Desktop might not be dead but it is pissing blood and prone to bouts of memory loss and uncontrollable shaking. M$ core business is server and has been for decades. I'm pretty sure most of the last decade or so OS releases have been trolling people who insist on still buying desktops

I'm up to my arse in Brexit Numpties, but I want more.  Target-rich environments are the new sexy.
Not actually a meat product.
Ass-Kicking & Foot-Stomping Ancient Master of SHIT FUCK FUCK FUCK
Awful and Bent Behemothic Results of Last Night's Painful Squat.
High Altitude Haggis-Filled Sex Bucket From Beyond Time and Space.
Internet Monkey Person of Filthy and Immoral Pygmy-Porn Wart Contagion
Octomom Auxillary Heat Exchanger Repairman
walking the fine line line between genius and batshit fucking crazy

"computation is a pattern in the spacetime arrangement of particles, and it's not the particles but the pattern that really matters! Matter doesn't matter." -- Max Tegmark

Faust

Quote from: Sita on October 02, 2014, 10:37:00 AM
Quote from: xXRon_Paul_42016Xxx(weed) on October 02, 2014, 01:40:11 AM
Keep in mind, this is the same company that chose Xbox 360 over Xbox 2, because they were afraid that rubes would see Playstation 3 and just assume that 3>2.
Where was that logic when they came up with Xbox One for the new machine then?

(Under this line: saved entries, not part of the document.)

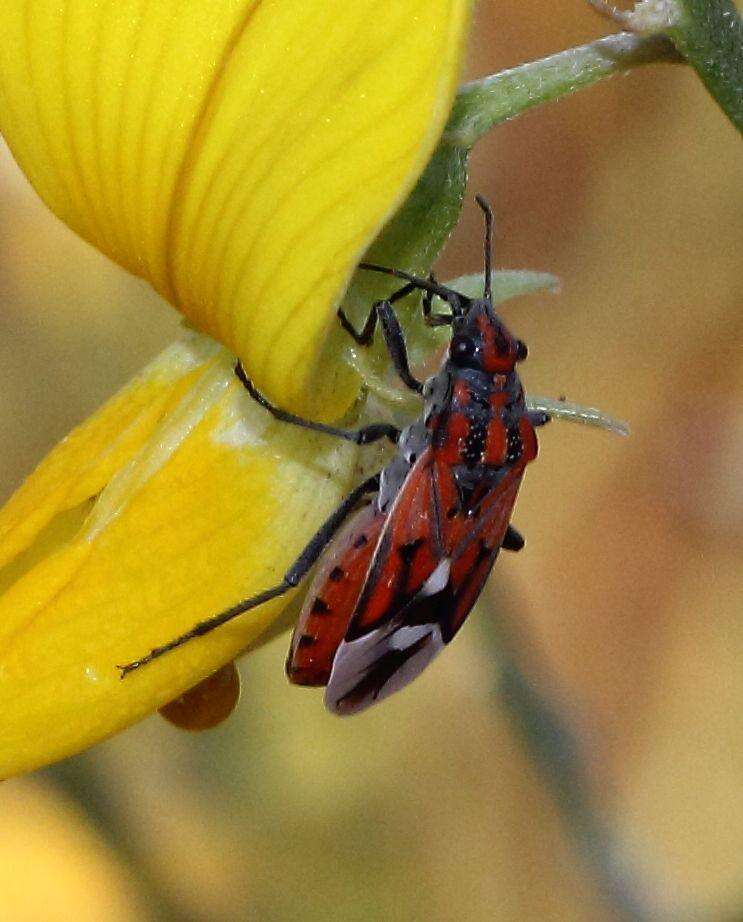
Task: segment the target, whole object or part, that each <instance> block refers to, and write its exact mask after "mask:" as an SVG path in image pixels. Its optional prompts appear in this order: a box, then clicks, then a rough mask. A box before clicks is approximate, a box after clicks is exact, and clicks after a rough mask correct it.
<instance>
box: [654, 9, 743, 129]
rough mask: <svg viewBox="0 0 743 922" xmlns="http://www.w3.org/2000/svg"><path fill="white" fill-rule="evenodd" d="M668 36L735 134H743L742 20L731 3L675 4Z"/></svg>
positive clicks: (742, 59) (742, 34)
mask: <svg viewBox="0 0 743 922" xmlns="http://www.w3.org/2000/svg"><path fill="white" fill-rule="evenodd" d="M675 6H676V7H677V9H678V16H677V17H676V22H674V24H673V26H672V27H671V28H670V29H668V35H669V36H670V37H671V39H672V41H673V42H674V44H675V45H676V47H677V48H678V50H679V51H680V52H681V54H682V55H683V56H684V57H685V58H686V59H687V60H688V61H689V63H690V64H691V65H692V67H693V68H694V69H695V70H696V72H697V73H698V74H699V76H700V77H701V79H702V82H703V83H704V85H705V86H706V87H707V89H708V90H709V92H710V93H711V94H712V96H713V97H714V98H715V99H716V100H717V103H718V104H719V106H720V108H721V109H722V110H723V112H725V114H726V115H727V116H728V118H729V119H730V121H731V122H732V123H733V125H735V127H736V128H737V129H738V131H743V19H741V16H740V13H739V12H738V10H737V9H736V6H735V4H734V3H733V2H732V0H675Z"/></svg>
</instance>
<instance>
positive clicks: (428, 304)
mask: <svg viewBox="0 0 743 922" xmlns="http://www.w3.org/2000/svg"><path fill="white" fill-rule="evenodd" d="M428 281H429V282H432V283H433V284H434V285H438V282H437V281H436V276H435V275H434V274H433V272H432V273H431V274H430V275H429V276H428ZM432 305H433V292H432V291H427V292H426V293H425V294H424V295H423V320H424V321H425V323H426V325H427V326H429V327H443V326H447V325H451V314H434V313H432V312H431V307H432Z"/></svg>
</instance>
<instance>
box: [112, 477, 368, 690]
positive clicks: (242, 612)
mask: <svg viewBox="0 0 743 922" xmlns="http://www.w3.org/2000/svg"><path fill="white" fill-rule="evenodd" d="M378 489H379V474H374V476H373V477H369V478H368V479H367V480H365V481H364V482H363V483H362V484H360V485H359V486H358V487H356V489H355V490H353V491H352V492H351V493H349V494H348V496H347V497H346V498H345V499H344V500H343V502H342V503H341V504H340V506H338V508H337V509H336V510H335V512H333V514H332V515H331V516H330V517H329V518H328V519H326V520H325V522H323V524H322V525H321V526H320V528H319V529H318V530H317V531H316V532H315V534H314V535H313V537H312V538H311V539H310V540H309V542H308V543H307V544H306V545H305V547H304V550H303V551H302V553H301V554H300V555H299V557H297V559H296V560H295V561H294V563H293V564H292V565H291V567H289V569H288V570H287V571H286V573H285V574H284V578H283V579H282V580H281V582H280V583H278V584H277V585H276V586H272V587H271V588H270V589H265V590H264V591H263V592H260V593H258V595H254V596H251V597H250V598H248V599H243V601H242V602H238V603H237V605H233V606H232V607H231V608H227V609H225V611H223V612H220V613H219V614H218V615H214V616H213V617H211V618H205V619H204V620H203V621H199V622H197V623H196V624H194V626H193V627H192V628H191V629H190V630H188V631H186V632H185V633H183V634H181V635H180V636H178V637H174V638H173V640H169V641H168V642H167V643H164V644H162V645H161V646H159V647H154V648H153V649H152V650H150V652H149V653H148V654H147V655H146V656H143V657H142V658H141V659H137V660H132V662H130V663H126V664H125V665H123V666H117V667H116V668H117V669H118V670H119V671H120V672H121V678H122V679H123V678H125V677H126V676H127V675H128V674H129V673H130V672H134V671H135V670H136V669H140V668H141V667H142V666H146V665H147V663H151V662H152V661H153V660H156V659H158V658H159V657H161V656H163V655H164V654H165V653H170V651H171V650H175V649H176V648H177V647H180V646H183V644H184V643H187V642H188V641H189V640H193V639H194V638H195V637H203V636H204V634H209V633H211V632H212V631H213V630H215V629H216V628H218V627H221V626H222V625H223V624H226V623H227V622H228V621H232V619H233V618H237V617H238V616H239V615H242V614H244V613H245V612H246V611H250V610H251V609H252V608H257V607H258V606H259V605H263V604H264V603H265V602H268V601H270V600H271V599H276V598H278V597H279V596H282V595H285V594H286V593H287V592H289V590H290V589H293V588H294V587H295V586H297V585H298V584H299V583H300V582H301V581H302V579H303V578H304V577H305V576H306V575H307V573H308V572H309V571H310V570H311V569H312V567H313V566H314V564H315V562H316V561H317V558H318V557H319V556H320V554H321V553H322V552H323V550H324V549H325V547H326V545H327V544H328V542H329V541H330V539H331V538H332V537H333V535H334V534H335V533H336V532H337V531H338V529H339V528H340V527H341V525H342V524H343V522H344V521H345V520H346V518H347V517H348V515H349V514H350V513H351V512H353V510H354V508H355V507H356V505H357V503H358V502H359V500H360V499H361V498H362V497H363V496H365V495H366V494H367V493H372V492H374V491H375V490H378Z"/></svg>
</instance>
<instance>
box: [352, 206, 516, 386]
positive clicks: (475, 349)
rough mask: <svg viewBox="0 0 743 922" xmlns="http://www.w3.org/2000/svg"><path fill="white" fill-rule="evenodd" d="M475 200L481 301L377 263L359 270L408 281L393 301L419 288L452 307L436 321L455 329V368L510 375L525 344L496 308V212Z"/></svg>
mask: <svg viewBox="0 0 743 922" xmlns="http://www.w3.org/2000/svg"><path fill="white" fill-rule="evenodd" d="M475 200H476V201H477V204H478V205H479V206H480V208H482V210H483V213H484V215H485V285H484V290H483V296H482V298H469V297H467V296H466V295H463V294H461V293H460V292H458V291H453V290H452V289H451V288H447V287H446V286H445V285H440V284H439V283H438V282H436V281H435V279H434V278H433V276H429V278H428V279H421V278H418V277H417V276H415V275H411V274H410V273H408V272H404V271H402V270H400V269H389V268H387V267H386V266H378V265H375V264H374V263H359V267H360V268H361V269H367V270H370V271H372V272H382V273H384V274H385V275H392V276H394V277H395V278H399V279H404V280H405V281H407V282H408V284H407V285H406V286H405V287H404V288H402V289H401V290H400V291H399V292H397V294H396V295H393V298H397V297H398V296H400V295H406V294H409V293H410V291H412V290H414V289H416V288H417V289H419V290H421V291H424V292H426V296H427V297H429V298H430V297H431V296H433V295H437V296H438V297H439V298H441V300H442V301H444V302H445V303H446V304H448V305H449V308H450V311H451V314H449V315H443V316H441V317H436V318H435V319H436V320H438V322H439V323H446V324H451V326H452V339H451V343H450V345H449V361H450V362H451V363H452V364H453V365H454V366H456V367H459V368H477V369H479V370H481V371H485V372H487V373H488V374H508V373H509V372H512V371H513V369H514V367H515V365H516V363H517V362H522V361H523V360H524V359H525V358H526V352H527V350H526V346H525V345H524V343H523V342H521V340H520V339H516V338H515V337H514V336H513V335H512V334H511V333H510V332H509V330H508V329H507V327H506V326H505V325H504V323H503V321H502V320H501V319H500V317H499V316H498V315H497V314H496V312H495V309H494V308H493V293H492V285H491V280H492V273H491V263H492V256H491V253H492V245H493V212H492V209H491V208H490V205H489V204H488V203H487V202H486V201H485V199H484V198H482V196H480V195H476V196H475ZM429 306H430V301H429Z"/></svg>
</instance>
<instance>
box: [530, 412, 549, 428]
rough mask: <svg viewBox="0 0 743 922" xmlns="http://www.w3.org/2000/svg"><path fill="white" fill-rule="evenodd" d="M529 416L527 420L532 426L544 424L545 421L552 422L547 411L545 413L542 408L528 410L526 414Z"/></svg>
mask: <svg viewBox="0 0 743 922" xmlns="http://www.w3.org/2000/svg"><path fill="white" fill-rule="evenodd" d="M526 415H527V416H528V417H529V422H530V423H531V424H532V426H535V427H536V426H546V425H547V423H550V422H552V417H551V416H550V415H549V413H545V411H544V410H529V412H528V413H527V414H526Z"/></svg>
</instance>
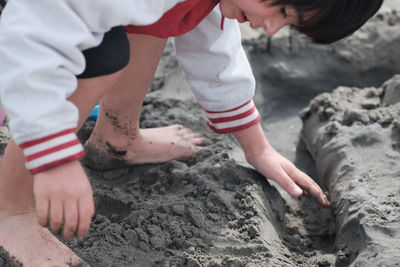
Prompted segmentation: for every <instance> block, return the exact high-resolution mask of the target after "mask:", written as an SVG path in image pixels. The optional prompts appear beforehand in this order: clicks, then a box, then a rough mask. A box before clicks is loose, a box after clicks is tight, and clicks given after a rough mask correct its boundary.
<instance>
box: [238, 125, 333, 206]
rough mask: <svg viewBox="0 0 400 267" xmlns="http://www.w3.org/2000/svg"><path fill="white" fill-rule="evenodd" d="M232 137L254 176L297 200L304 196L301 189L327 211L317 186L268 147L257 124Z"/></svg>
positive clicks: (319, 187)
mask: <svg viewBox="0 0 400 267" xmlns="http://www.w3.org/2000/svg"><path fill="white" fill-rule="evenodd" d="M233 135H234V136H235V138H236V139H237V140H238V142H239V143H240V145H241V147H242V148H243V150H244V152H245V155H246V159H247V161H248V162H249V163H250V164H251V165H252V166H253V167H254V168H255V169H256V170H257V171H258V172H260V173H261V174H262V175H264V176H265V177H267V178H269V179H271V180H274V181H275V182H277V183H278V184H279V185H280V186H282V188H283V189H285V190H286V191H287V192H288V193H289V194H290V195H292V196H296V197H299V196H301V195H302V194H303V193H304V192H303V189H301V188H300V187H299V186H301V187H302V188H304V189H306V190H307V191H308V192H310V193H311V195H312V196H313V197H314V198H315V199H316V200H317V201H319V203H321V205H323V206H325V207H329V205H330V203H329V201H328V199H327V197H326V196H325V194H324V193H323V192H322V190H321V188H320V187H319V186H318V185H317V183H315V182H314V181H313V179H311V178H310V177H309V176H308V175H307V174H305V173H304V172H302V171H300V170H299V169H297V168H296V166H294V164H293V163H291V162H290V161H289V160H288V159H286V158H285V157H283V156H282V155H281V154H279V153H278V152H277V151H276V150H275V149H274V148H273V147H272V146H271V145H270V144H269V142H268V140H267V138H266V137H265V135H264V132H263V130H262V127H261V125H260V124H259V123H257V124H255V125H253V126H251V127H249V128H246V129H244V130H240V131H237V132H234V133H233Z"/></svg>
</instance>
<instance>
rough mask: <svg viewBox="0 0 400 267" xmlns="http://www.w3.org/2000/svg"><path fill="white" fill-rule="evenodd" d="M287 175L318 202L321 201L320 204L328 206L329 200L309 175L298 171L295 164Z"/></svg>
mask: <svg viewBox="0 0 400 267" xmlns="http://www.w3.org/2000/svg"><path fill="white" fill-rule="evenodd" d="M289 175H290V176H291V177H292V179H293V180H294V181H295V182H296V183H297V184H298V185H300V186H301V187H302V188H304V189H305V190H306V192H309V193H310V194H311V195H312V196H313V197H314V198H315V199H316V200H317V201H318V202H319V203H321V205H323V206H324V207H329V206H330V202H329V200H328V199H327V197H326V195H325V194H324V192H323V191H322V189H321V188H320V187H319V186H318V184H317V183H316V182H315V181H314V180H313V179H311V177H310V176H308V175H307V174H305V173H304V172H302V171H300V170H299V169H297V168H296V167H295V166H293V169H292V171H291V172H290V174H289Z"/></svg>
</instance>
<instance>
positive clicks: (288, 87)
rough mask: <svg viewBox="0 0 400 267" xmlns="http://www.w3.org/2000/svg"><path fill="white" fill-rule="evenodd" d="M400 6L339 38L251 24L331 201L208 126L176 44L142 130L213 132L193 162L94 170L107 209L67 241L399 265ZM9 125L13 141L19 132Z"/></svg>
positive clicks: (90, 172) (314, 264)
mask: <svg viewBox="0 0 400 267" xmlns="http://www.w3.org/2000/svg"><path fill="white" fill-rule="evenodd" d="M399 6H400V2H399V1H398V0H392V1H387V2H386V6H385V7H384V8H383V9H382V11H381V12H380V14H379V15H378V16H377V17H376V18H374V19H373V20H372V21H370V22H369V23H368V24H367V25H366V26H365V27H363V29H362V30H361V31H359V32H357V33H356V34H355V35H354V36H353V37H351V38H349V39H346V40H344V41H341V42H339V43H337V44H334V45H330V46H318V45H312V44H310V43H308V42H307V41H305V40H304V39H303V38H301V37H299V36H298V35H296V34H294V33H291V32H290V31H283V32H282V33H280V34H279V35H278V36H276V37H274V38H271V39H268V38H267V37H265V36H264V35H260V34H259V33H257V32H251V31H249V30H248V28H246V27H243V44H244V47H245V49H246V52H247V53H248V56H249V59H250V62H251V65H252V68H253V71H254V74H255V76H256V79H257V91H256V96H255V98H254V100H255V103H256V105H257V107H258V109H259V112H260V113H261V115H262V118H263V121H262V125H263V128H264V131H265V133H266V135H267V137H268V139H269V141H270V142H271V144H272V145H273V146H274V147H275V148H276V149H277V150H278V151H279V152H280V153H282V154H283V155H284V156H286V157H287V158H288V159H290V160H291V161H293V162H294V163H295V164H296V165H297V166H298V167H299V168H300V169H302V170H303V171H305V172H307V173H308V174H309V175H310V176H312V177H313V178H314V179H315V180H316V181H317V182H318V183H319V184H320V185H321V187H323V189H324V190H326V191H327V192H328V194H329V197H330V200H331V202H332V207H331V208H323V207H321V206H319V204H317V203H316V202H315V201H314V200H313V199H312V198H311V197H310V196H302V197H300V198H293V197H291V196H289V195H288V194H287V193H286V192H284V191H283V190H282V189H281V188H279V187H277V186H276V185H275V184H274V183H273V182H270V181H267V180H266V179H265V178H264V177H262V176H261V175H259V174H258V173H257V172H255V171H254V170H253V169H252V168H251V167H250V166H249V165H248V164H247V163H246V162H245V160H244V157H243V154H242V152H241V150H240V148H239V146H238V144H237V143H236V142H235V141H234V139H233V138H232V136H230V135H217V134H214V133H213V132H211V131H210V130H209V129H208V128H207V126H206V120H205V117H204V115H203V114H202V111H201V108H200V107H199V105H198V104H197V103H196V101H195V100H194V99H193V96H192V94H191V92H190V88H189V86H188V84H187V83H186V81H185V80H184V78H183V75H182V73H181V72H180V70H179V68H178V66H177V62H176V60H175V57H174V53H173V49H172V47H171V45H170V44H168V46H167V48H166V49H165V52H164V56H163V59H162V62H161V63H160V66H159V68H158V70H157V73H156V77H155V79H154V82H153V85H152V88H151V90H150V92H149V94H148V96H147V97H146V100H145V103H144V106H143V112H142V115H141V127H144V128H150V127H158V126H166V125H170V124H176V123H180V124H183V125H184V126H185V127H188V128H191V129H192V130H194V131H197V132H200V133H201V134H202V135H203V136H204V137H205V140H206V143H205V146H204V148H203V149H202V150H201V151H200V152H199V153H198V155H196V156H195V157H194V158H192V159H190V160H189V161H187V162H180V161H172V162H168V163H165V164H154V165H150V164H149V165H141V166H127V167H124V168H120V169H117V170H112V171H102V172H99V171H95V170H91V169H88V168H86V170H87V173H88V175H89V177H90V180H91V183H92V186H93V189H94V197H95V203H96V215H95V216H94V218H93V222H92V225H91V229H90V232H89V234H88V236H87V237H86V238H85V239H84V240H82V241H78V240H73V241H68V242H67V241H64V240H62V241H63V242H65V243H66V244H67V245H68V246H69V247H70V248H71V249H72V250H74V251H75V252H76V253H77V254H78V255H79V256H80V257H82V259H84V260H85V261H86V262H87V263H88V264H89V265H90V266H163V267H164V266H165V267H167V266H190V267H195V266H210V267H220V266H221V267H222V266H224V267H225V266H229V267H239V266H398V265H400V258H399V256H398V255H399V253H398V252H399V251H400V202H399V197H400V180H399V179H398V178H399V176H400V166H399V159H400V96H399V94H400V93H399V92H400V81H399V80H400V77H399V76H394V75H395V74H396V73H400V64H399V63H398V59H399V58H400V49H399V47H400V11H399V9H398V7H399ZM396 8H397V11H396ZM385 82H386V83H385ZM384 83H385V85H384V86H383V84H384ZM299 114H300V115H301V116H299ZM93 125H94V122H93V121H90V122H87V123H86V124H85V126H84V127H83V128H82V129H81V131H80V132H79V136H80V138H81V140H82V142H84V140H86V139H87V138H88V136H89V134H90V132H91V130H92V129H93ZM0 133H1V135H0V149H2V150H3V149H4V147H5V144H6V140H7V136H8V135H9V133H8V130H7V128H6V127H2V128H1V131H0ZM7 259H8V257H7V256H6V254H5V253H4V252H2V251H1V250H0V265H1V264H2V262H4V266H8V265H5V264H9V265H10V266H12V264H11V263H10V261H9V260H7ZM1 266H3V265H1Z"/></svg>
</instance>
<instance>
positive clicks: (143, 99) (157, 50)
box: [85, 34, 202, 170]
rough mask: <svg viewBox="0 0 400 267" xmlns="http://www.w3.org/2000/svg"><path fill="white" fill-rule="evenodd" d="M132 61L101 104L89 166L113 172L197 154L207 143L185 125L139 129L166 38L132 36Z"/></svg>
mask: <svg viewBox="0 0 400 267" xmlns="http://www.w3.org/2000/svg"><path fill="white" fill-rule="evenodd" d="M128 38H129V41H130V48H131V53H130V54H131V59H130V62H129V64H128V66H127V67H126V68H125V70H124V72H123V74H122V75H121V79H120V80H119V81H118V83H117V84H116V85H115V86H114V88H112V90H110V91H109V92H108V93H107V94H106V95H105V96H104V97H103V98H102V99H101V101H100V110H99V116H98V119H97V123H96V126H95V129H94V132H93V134H92V136H91V137H90V138H89V140H88V142H87V143H86V146H85V150H86V153H87V155H88V157H86V160H85V161H86V164H87V165H88V167H91V168H94V169H98V170H101V169H103V170H104V169H112V168H116V167H119V166H121V165H122V166H123V165H125V164H127V163H128V164H135V163H159V162H166V161H169V160H174V159H187V158H189V157H190V156H193V155H194V154H195V153H196V152H197V150H198V147H197V145H199V144H201V143H202V139H201V138H200V136H199V134H196V133H192V132H191V131H190V130H189V129H186V128H183V127H182V126H181V125H172V126H169V127H162V128H152V129H140V128H139V118H140V112H141V109H142V104H143V100H144V97H145V95H146V93H147V91H148V89H149V88H150V85H151V82H152V79H153V76H154V73H155V71H156V69H157V65H158V63H159V61H160V58H161V56H162V52H163V50H164V47H165V44H166V40H165V39H159V38H156V37H152V36H147V35H137V34H131V35H129V36H128Z"/></svg>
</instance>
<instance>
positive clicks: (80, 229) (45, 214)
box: [33, 160, 94, 239]
mask: <svg viewBox="0 0 400 267" xmlns="http://www.w3.org/2000/svg"><path fill="white" fill-rule="evenodd" d="M33 192H34V194H35V199H36V213H37V217H38V221H39V224H40V225H41V226H43V227H45V226H46V225H47V224H48V223H49V224H50V228H51V230H52V231H53V232H55V233H57V232H59V231H60V229H61V227H63V235H64V237H65V238H66V239H71V238H72V237H73V236H74V235H76V236H77V237H79V238H83V237H84V236H85V235H86V233H87V232H88V230H89V226H90V221H91V219H92V216H93V214H94V203H93V192H92V188H91V186H90V183H89V180H88V178H87V175H86V173H85V171H84V170H83V168H82V166H81V164H80V163H79V161H77V160H75V161H71V162H68V163H65V164H62V165H59V166H57V167H54V168H51V169H49V170H46V171H43V172H40V173H38V174H36V175H34V184H33Z"/></svg>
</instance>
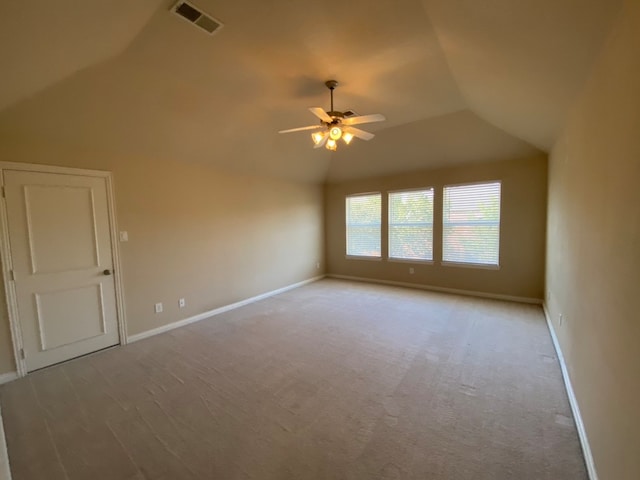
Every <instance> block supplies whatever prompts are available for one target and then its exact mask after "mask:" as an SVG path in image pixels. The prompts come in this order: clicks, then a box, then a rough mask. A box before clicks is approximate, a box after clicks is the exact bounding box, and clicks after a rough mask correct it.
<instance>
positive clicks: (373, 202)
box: [346, 193, 382, 257]
mask: <svg viewBox="0 0 640 480" xmlns="http://www.w3.org/2000/svg"><path fill="white" fill-rule="evenodd" d="M381 198H382V196H381V195H380V194H379V193H372V194H365V195H352V196H349V197H347V202H346V203H347V215H346V217H347V255H353V256H358V257H380V256H381V254H380V252H381V250H382V249H381V247H380V223H381V213H380V211H381V209H380V205H381V203H382V202H381Z"/></svg>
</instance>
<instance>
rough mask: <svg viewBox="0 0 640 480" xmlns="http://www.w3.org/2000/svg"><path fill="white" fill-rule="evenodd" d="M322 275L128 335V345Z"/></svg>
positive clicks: (256, 301) (212, 315)
mask: <svg viewBox="0 0 640 480" xmlns="http://www.w3.org/2000/svg"><path fill="white" fill-rule="evenodd" d="M324 277H325V276H324V275H319V276H317V277H313V278H309V279H307V280H303V281H302V282H298V283H294V284H291V285H287V286H286V287H282V288H278V289H276V290H271V291H270V292H266V293H261V294H260V295H256V296H255V297H250V298H247V299H245V300H241V301H239V302H235V303H230V304H229V305H224V306H222V307H219V308H215V309H213V310H209V311H207V312H202V313H199V314H198V315H194V316H193V317H188V318H185V319H183V320H178V321H176V322H172V323H169V324H167V325H163V326H161V327H158V328H153V329H151V330H146V331H144V332H141V333H136V334H134V335H129V337H128V338H127V341H128V343H133V342H137V341H139V340H144V339H145V338H149V337H153V336H155V335H159V334H161V333H165V332H169V331H171V330H174V329H176V328H180V327H184V326H186V325H190V324H192V323H195V322H199V321H201V320H205V319H207V318H210V317H213V316H215V315H220V314H221V313H225V312H228V311H229V310H234V309H236V308H240V307H244V306H245V305H248V304H250V303H254V302H257V301H259V300H264V299H265V298H269V297H272V296H274V295H278V294H280V293H284V292H286V291H288V290H293V289H294V288H298V287H301V286H303V285H307V284H308V283H312V282H316V281H318V280H320V279H322V278H324Z"/></svg>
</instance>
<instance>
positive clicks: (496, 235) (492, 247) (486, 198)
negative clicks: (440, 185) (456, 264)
mask: <svg viewBox="0 0 640 480" xmlns="http://www.w3.org/2000/svg"><path fill="white" fill-rule="evenodd" d="M442 223H443V225H442V226H443V255H442V259H443V260H444V261H445V262H455V263H468V264H476V265H495V266H497V265H499V257H500V182H492V183H482V184H470V185H456V186H449V187H444V198H443V218H442Z"/></svg>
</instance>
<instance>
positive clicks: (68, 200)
mask: <svg viewBox="0 0 640 480" xmlns="http://www.w3.org/2000/svg"><path fill="white" fill-rule="evenodd" d="M92 193H93V192H92V190H91V189H90V188H86V187H68V186H64V185H52V186H49V185H48V186H43V185H25V186H24V202H25V205H26V213H27V228H28V232H27V234H28V239H29V253H30V256H31V264H32V273H54V272H62V271H65V270H76V269H83V268H91V267H95V266H98V246H97V244H96V237H95V229H94V225H95V223H96V218H95V205H94V201H93V195H92ZM70 238H72V239H74V248H72V249H70V248H68V246H69V239H70Z"/></svg>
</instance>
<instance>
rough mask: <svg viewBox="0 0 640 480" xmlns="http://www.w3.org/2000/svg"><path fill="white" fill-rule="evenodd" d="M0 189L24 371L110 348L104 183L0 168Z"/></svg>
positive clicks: (115, 315)
mask: <svg viewBox="0 0 640 480" xmlns="http://www.w3.org/2000/svg"><path fill="white" fill-rule="evenodd" d="M4 186H5V197H6V205H7V220H8V226H9V240H10V249H11V257H12V260H13V276H14V280H15V292H16V300H17V306H18V316H19V324H20V328H21V332H22V341H23V346H24V354H25V360H26V365H27V370H28V371H32V370H35V369H38V368H42V367H45V366H47V365H51V364H54V363H58V362H61V361H63V360H68V359H70V358H73V357H77V356H80V355H84V354H86V353H89V352H94V351H96V350H100V349H102V348H106V347H110V346H112V345H115V344H117V343H118V342H119V336H118V321H117V314H116V300H115V285H114V280H113V260H112V258H113V257H112V255H111V237H110V222H109V207H108V200H107V185H106V179H105V178H104V177H91V176H83V175H68V174H59V173H42V172H32V171H18V170H4Z"/></svg>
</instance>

There were a great many questions when they announced the Xbox One. The name was one of the only things people weren't outraged over so it stuck, with the occasional use of Xbox 180 used by reporters.
Sleepless nights at the chateau

tyrannosaurus vex

Quote from: P3nT4gR4m on October 02, 2014, 11:14:17 AM
Desktop might not be dead but it is pissing blood and prone to bouts of memory loss and uncontrollable shaking. M$ core business is server and has been for decades. I'm pretty sure most of the last decade or so OS releases have been trolling people who insist on still buying desktops

Except Server 2012 also ditched the start menu and forces sysadmins to use that awful metro UI. Microsoft has their heads so far up their asses they can see Microsoft Bob.
Evil and Unfeeling Arse-Flenser From The City of the Damned.